Ma, ecco, la bestia, da quindici giorni, rimane come basita47 a mirarmi, con quegli occhi appannati, sbarrati dal terrore. Vorrei farle intendere – ripeto – che non è nulla; che stia tranquilla, che non mi guardi cosí.
Comprende, la bestia, la terribilità dell’atto che compio.
Non sarebbe nulla, se per ischerzo glielo facesse uno dei miei ragazzi. Ma sa ch’io non posso scherzare; non le è possibile ammettere che io scherzi, per un momento solo; e séguita maledettamente a guardarmi, atterrita48.

47 basita: stupefatta.
48 sa ch’io… atterrita: il protagonista attribuisce alla cagnetta una sensibilità quasi umana e scorge, riflesso nei suoi occhi, lo stesso terrore che in realtà prova lui, all’idea di essere sorpreso da qualcuno.
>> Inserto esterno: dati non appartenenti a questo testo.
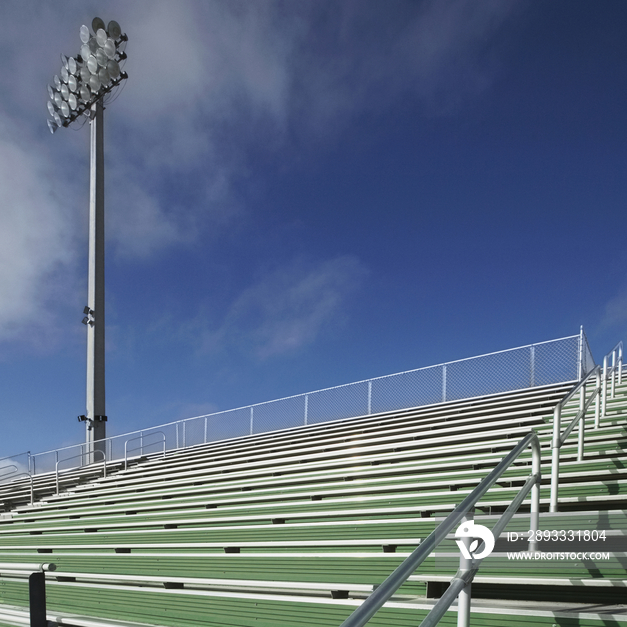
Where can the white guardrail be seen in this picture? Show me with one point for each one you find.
(555, 361)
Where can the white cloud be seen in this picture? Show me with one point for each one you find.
(36, 243)
(210, 84)
(287, 309)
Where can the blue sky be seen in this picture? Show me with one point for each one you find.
(305, 194)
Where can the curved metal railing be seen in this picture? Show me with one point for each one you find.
(465, 575)
(599, 393)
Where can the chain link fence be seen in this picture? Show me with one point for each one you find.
(555, 361)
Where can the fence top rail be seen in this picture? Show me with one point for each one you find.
(385, 590)
(578, 387)
(251, 406)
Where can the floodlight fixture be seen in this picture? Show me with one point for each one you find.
(88, 77)
(97, 24)
(81, 88)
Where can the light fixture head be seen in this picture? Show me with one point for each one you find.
(114, 30)
(101, 57)
(104, 77)
(92, 64)
(113, 68)
(84, 93)
(94, 83)
(101, 37)
(109, 48)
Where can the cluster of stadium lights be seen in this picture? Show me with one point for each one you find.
(90, 75)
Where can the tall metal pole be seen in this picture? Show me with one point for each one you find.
(96, 412)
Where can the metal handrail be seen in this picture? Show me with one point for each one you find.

Ma lo sgomento della bestiola, unica testimone della sua lucida pazzia, suscita le sue angosce anche perché lo costringe a pensare alla reazione che avrebbero gli altri, a immaginare cioè come gli altri lo giudicherebbero, se lo scoprissero nell’atto di compiere quel gesto. Perciò, lo sguardo atterrito e insistente dell’animale diventa ai suoi occhi una vera persecuzione, e la cagnetta, da vittima inerme, si trasforma per lui in una muta persecutrice.